What if you want your own? I'd say the economics of the system extremely strongly bias it towards very large core labs. The ThunderStorm is a $250K instrument, and that price gets you a large, complex robot taking up a lot of bench space and with many moving parts (I didn't think to ask how much of the process can be automated on ThunderStorm). It will process 96 samples a day, with the overall throughput of one FTE rated by iGenomX at 384 samples per week. That's working out to Illumina X10 sort of throughput . Even if you process only one batch of 96 per week, that's still a pace for about 4500 genomes per year, which is quite a run rate (which must be paid for). So unless you're cranking out lots of sequences, or just can never tolerate waiting in a queue, you should just use one of the cores that are getting the setup (and there is no shortage of core lab Illumina capacity; James Hadfield has a nice piece on this today) -- and since no other gear is required, it would be surprising if every core that has a ThunderStorm doesn't sign on to provide iGenomX services.

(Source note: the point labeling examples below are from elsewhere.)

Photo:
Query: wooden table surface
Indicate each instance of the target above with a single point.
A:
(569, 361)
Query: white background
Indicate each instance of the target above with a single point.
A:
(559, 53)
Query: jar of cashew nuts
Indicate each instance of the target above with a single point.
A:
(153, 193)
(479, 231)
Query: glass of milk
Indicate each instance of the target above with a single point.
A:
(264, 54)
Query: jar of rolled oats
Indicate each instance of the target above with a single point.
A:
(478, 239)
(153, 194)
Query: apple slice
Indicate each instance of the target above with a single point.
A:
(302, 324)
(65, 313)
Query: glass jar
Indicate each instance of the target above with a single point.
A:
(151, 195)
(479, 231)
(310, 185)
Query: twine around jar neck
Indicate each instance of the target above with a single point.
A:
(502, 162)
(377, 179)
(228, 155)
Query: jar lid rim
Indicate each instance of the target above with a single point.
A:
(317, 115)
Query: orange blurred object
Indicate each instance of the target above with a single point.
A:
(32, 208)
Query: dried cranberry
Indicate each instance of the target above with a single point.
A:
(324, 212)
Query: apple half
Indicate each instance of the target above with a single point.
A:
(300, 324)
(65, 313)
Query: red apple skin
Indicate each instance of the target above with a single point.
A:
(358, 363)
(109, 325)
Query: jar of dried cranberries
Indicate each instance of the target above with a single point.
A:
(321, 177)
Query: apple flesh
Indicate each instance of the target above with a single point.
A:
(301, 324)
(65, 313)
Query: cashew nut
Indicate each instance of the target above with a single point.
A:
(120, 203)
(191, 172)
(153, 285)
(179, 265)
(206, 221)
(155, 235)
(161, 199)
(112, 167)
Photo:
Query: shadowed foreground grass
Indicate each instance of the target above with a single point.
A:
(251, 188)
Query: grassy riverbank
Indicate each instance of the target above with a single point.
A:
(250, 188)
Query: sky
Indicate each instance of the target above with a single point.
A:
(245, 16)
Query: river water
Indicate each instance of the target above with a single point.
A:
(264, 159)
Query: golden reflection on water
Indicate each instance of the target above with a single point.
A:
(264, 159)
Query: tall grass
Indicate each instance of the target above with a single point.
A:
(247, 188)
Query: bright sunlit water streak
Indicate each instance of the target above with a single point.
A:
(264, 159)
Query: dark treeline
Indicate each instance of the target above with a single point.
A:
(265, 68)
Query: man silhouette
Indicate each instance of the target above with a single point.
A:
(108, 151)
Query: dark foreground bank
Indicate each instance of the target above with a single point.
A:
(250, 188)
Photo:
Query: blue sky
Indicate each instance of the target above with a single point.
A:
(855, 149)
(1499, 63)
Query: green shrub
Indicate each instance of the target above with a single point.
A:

In any case, what exciting times for long reads! PacBio continues to drop costs, narrowing the gap with Illumina. Oxford Nanopore keeps upping the performance on MinION, enabling 30X human genome coverage to be generated using only 14 flowcells, and at some point hopes to have the bigger PromethION online. Genia looks like their chemistry is about settled, as I reported in my previous dispatch. 10X has been gaining traction. Increasing number of publications demonstrating superior results from long reads, particularly on the PacBio platform but also on the other launched ones, builds further interest and ultimately make short read only genome sequences recognized as undesirably inferior. That transition in opinion may be a year or two off, but as the cost gap closes, fewer researchers will be resistant to the lure of higher quality genomes and haplotypes.